[llvm] r357176 - [AMDGPU] Clarify Code Object V2/V3 differences in AMDGPUUsage

Scott Linder via llvm-commits llvm-commits at lists.llvm.org
Thu Mar 28 08:08:52 PDT 2019


Author: scott.linder
Date: Thu Mar 28 08:08:52 2019
New Revision: 357176

URL: http://llvm.org/viewvc/llvm-project?rev=357176&view=rev
Log:
[AMDGPU] Clarify Code Object V2/V3 differences in AMDGPUUsage

Ensure Code Object V2 documentation is complete, but always contains a
warning and a link to the equivalent Code Object V3 documentation.

Explicitly indicate that any note records present in a code object that
are not documented must be considered deprecated and ignored.

Differential Revision: https://reviews.llvm.org/D59782

Modified:
    llvm/trunk/docs/AMDGPUUsage.rst

Modified: llvm/trunk/docs/AMDGPUUsage.rst
URL: http://llvm.org/viewvc/llvm-project/llvm/trunk/docs/AMDGPUUsage.rst?rev=357176&r1=357175&r2=357176&view=diff
==============================================================================
--- llvm/trunk/docs/AMDGPUUsage.rst (original)
+++ llvm/trunk/docs/AMDGPUUsage.rst Thu Mar 28 08:08:52 2019
@@ -699,21 +699,32 @@ if needed.
 Note Records
 ------------
 
-As required by ``ELFCLASS32`` and ``ELFCLASS64``, minimal zero byte padding must
-be generated after the ``name`` field to ensure the ``desc`` field is 4 byte
-aligned.
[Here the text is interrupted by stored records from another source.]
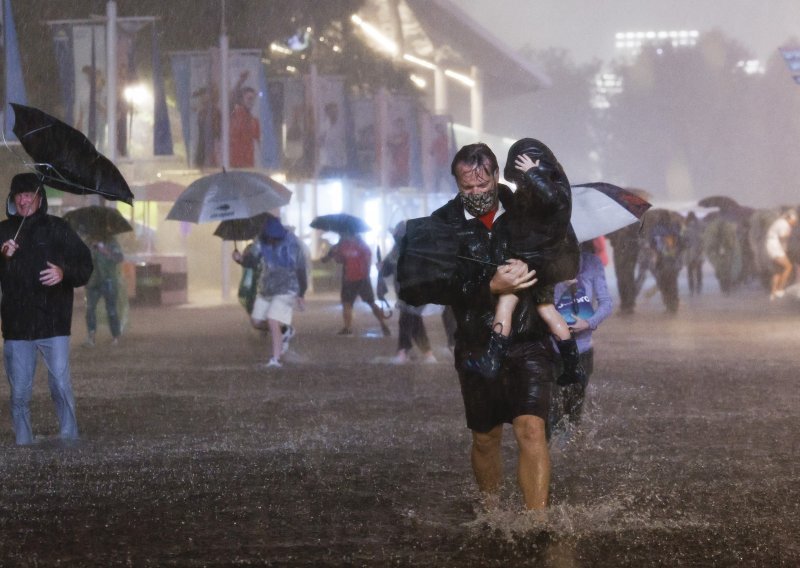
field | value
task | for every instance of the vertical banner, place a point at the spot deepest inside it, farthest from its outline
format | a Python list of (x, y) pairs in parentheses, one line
[(438, 148), (181, 77), (14, 89), (245, 120), (89, 82), (205, 119), (253, 142), (365, 166), (330, 135), (298, 151), (198, 104), (162, 134), (403, 143), (270, 137)]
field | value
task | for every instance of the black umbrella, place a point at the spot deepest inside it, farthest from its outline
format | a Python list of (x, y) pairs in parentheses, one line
[(241, 229), (340, 223), (65, 158), (429, 256), (97, 222)]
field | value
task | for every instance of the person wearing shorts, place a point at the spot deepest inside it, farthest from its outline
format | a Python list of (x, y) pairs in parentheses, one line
[(520, 395), (281, 286), (775, 243), (356, 259)]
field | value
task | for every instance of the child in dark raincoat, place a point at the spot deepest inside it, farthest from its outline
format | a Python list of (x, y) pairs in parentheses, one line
[(543, 238)]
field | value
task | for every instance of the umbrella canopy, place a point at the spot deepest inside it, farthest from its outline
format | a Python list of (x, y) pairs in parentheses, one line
[(241, 229), (65, 158), (340, 223), (721, 202), (601, 208), (228, 195), (97, 222)]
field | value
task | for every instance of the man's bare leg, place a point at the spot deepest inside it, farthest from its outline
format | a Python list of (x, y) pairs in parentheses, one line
[(276, 337), (487, 464), (533, 469)]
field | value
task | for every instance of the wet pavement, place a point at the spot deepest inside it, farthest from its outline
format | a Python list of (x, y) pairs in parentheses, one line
[(193, 455)]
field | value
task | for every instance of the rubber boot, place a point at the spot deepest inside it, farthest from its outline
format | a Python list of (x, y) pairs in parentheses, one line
[(489, 363), (573, 370)]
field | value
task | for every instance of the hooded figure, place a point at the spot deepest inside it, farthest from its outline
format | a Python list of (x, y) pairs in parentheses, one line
[(541, 231), (43, 260), (30, 310)]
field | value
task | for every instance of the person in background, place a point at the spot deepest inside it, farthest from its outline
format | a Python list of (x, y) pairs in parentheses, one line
[(411, 326), (104, 283), (282, 283), (626, 245), (585, 303), (353, 253), (693, 237), (42, 261), (777, 237), (543, 237)]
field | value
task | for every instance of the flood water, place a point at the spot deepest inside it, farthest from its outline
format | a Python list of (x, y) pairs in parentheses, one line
[(193, 456)]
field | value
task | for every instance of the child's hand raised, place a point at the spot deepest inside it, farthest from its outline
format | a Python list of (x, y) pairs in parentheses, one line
[(524, 162)]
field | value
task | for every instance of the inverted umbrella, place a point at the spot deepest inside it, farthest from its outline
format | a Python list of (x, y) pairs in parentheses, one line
[(241, 229), (600, 208), (228, 195), (65, 158), (340, 223), (97, 222)]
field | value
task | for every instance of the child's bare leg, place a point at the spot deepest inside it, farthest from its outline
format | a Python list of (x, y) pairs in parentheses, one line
[(554, 321), (573, 372), (503, 312)]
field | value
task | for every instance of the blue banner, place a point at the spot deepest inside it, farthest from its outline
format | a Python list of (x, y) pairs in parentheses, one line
[(62, 42), (162, 135), (270, 150), (181, 75)]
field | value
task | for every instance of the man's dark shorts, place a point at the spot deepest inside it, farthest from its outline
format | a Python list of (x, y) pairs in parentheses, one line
[(524, 387), (362, 288)]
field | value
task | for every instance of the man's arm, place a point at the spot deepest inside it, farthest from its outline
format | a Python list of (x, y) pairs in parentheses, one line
[(512, 277)]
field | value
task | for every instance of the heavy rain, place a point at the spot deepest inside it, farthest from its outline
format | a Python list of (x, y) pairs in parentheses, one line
[(336, 435)]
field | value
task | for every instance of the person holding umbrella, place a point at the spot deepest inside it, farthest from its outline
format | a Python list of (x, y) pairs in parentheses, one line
[(356, 258), (282, 283), (42, 260), (104, 283), (776, 245)]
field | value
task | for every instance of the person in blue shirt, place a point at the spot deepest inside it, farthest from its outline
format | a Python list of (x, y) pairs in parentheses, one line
[(585, 303)]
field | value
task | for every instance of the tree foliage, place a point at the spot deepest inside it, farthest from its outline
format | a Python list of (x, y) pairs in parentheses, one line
[(691, 123)]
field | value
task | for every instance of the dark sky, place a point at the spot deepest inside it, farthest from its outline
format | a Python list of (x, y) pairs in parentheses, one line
[(587, 27)]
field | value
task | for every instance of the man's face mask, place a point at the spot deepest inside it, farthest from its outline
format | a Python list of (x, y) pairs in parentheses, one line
[(479, 204), (478, 189)]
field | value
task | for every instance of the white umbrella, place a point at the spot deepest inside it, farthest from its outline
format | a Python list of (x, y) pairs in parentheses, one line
[(228, 195), (601, 208)]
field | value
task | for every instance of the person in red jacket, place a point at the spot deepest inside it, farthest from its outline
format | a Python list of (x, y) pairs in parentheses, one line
[(356, 259)]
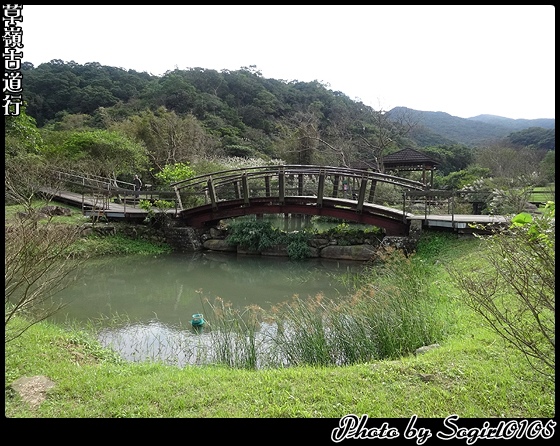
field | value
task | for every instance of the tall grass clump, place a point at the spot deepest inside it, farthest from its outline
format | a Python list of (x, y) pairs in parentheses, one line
[(398, 308), (234, 334), (395, 310)]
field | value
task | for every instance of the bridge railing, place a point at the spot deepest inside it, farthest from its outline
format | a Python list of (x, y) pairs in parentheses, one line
[(280, 181)]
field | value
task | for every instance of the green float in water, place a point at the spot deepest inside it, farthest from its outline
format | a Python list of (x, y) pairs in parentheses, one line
[(197, 320)]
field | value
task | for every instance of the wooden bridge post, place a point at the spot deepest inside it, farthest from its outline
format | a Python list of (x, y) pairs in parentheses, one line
[(267, 186), (245, 188), (281, 185), (236, 189), (300, 184), (335, 186), (178, 195), (371, 196), (362, 195), (321, 189), (212, 192)]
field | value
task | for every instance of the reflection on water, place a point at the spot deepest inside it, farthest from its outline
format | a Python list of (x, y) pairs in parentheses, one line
[(157, 296)]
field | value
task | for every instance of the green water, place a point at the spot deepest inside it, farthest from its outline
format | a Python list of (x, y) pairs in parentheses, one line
[(153, 298)]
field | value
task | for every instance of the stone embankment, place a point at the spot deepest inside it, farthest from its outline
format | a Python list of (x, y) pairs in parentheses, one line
[(366, 247)]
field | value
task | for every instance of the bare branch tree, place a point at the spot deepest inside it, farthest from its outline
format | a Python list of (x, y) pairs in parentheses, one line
[(38, 261), (514, 289)]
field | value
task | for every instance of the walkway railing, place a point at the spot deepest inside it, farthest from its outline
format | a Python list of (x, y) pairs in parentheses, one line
[(92, 181)]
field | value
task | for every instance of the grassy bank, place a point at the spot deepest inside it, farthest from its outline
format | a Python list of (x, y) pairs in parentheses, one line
[(471, 374)]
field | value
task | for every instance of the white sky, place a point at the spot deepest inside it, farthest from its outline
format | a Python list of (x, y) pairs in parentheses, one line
[(458, 59)]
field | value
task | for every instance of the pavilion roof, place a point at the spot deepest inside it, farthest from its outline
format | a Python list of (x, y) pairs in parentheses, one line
[(408, 157)]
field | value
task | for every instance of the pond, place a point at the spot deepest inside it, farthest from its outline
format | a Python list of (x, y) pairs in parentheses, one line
[(144, 305)]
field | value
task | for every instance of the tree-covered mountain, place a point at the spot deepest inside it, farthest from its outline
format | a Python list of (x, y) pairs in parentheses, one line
[(241, 113), (439, 127)]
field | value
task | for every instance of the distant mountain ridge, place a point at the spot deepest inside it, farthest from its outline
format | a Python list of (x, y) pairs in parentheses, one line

In addition, minimal zero byte padding must be generated to ensure the
-``desc`` field size is a multiple of 4 bytes. The ``sh_addralign`` field of the
-``.note`` section must be at least 4 to indicate at least 8 byte alignment.
+The AMDGPU backend code object contains ELF note records in the ``.note``
+section. The set of generated notes and their semantics depend on the code
+object version; see :ref:`amdgpu-note-records-v2` and
+:ref:`amdgpu-note-records-v3`.
+
+As required by ``ELFCLASS32`` and ``ELFCLASS64``, minimal zero byte padding
+must be generated after the ``name`` field to ensure the ``desc`` field is 4
+byte aligned. In addition, minimal zero byte padding must be generated to
+ensure the ``desc`` field size is a multiple of 4 bytes. The ``sh_addralign``
+field of the ``.note`` section must be at least 4 to indicate at least 8 byte
+alignment.
 
 .. _amdgpu-note-records-v2:
 
 Code Object V2 Note Records (-mattr=-code-object-v3)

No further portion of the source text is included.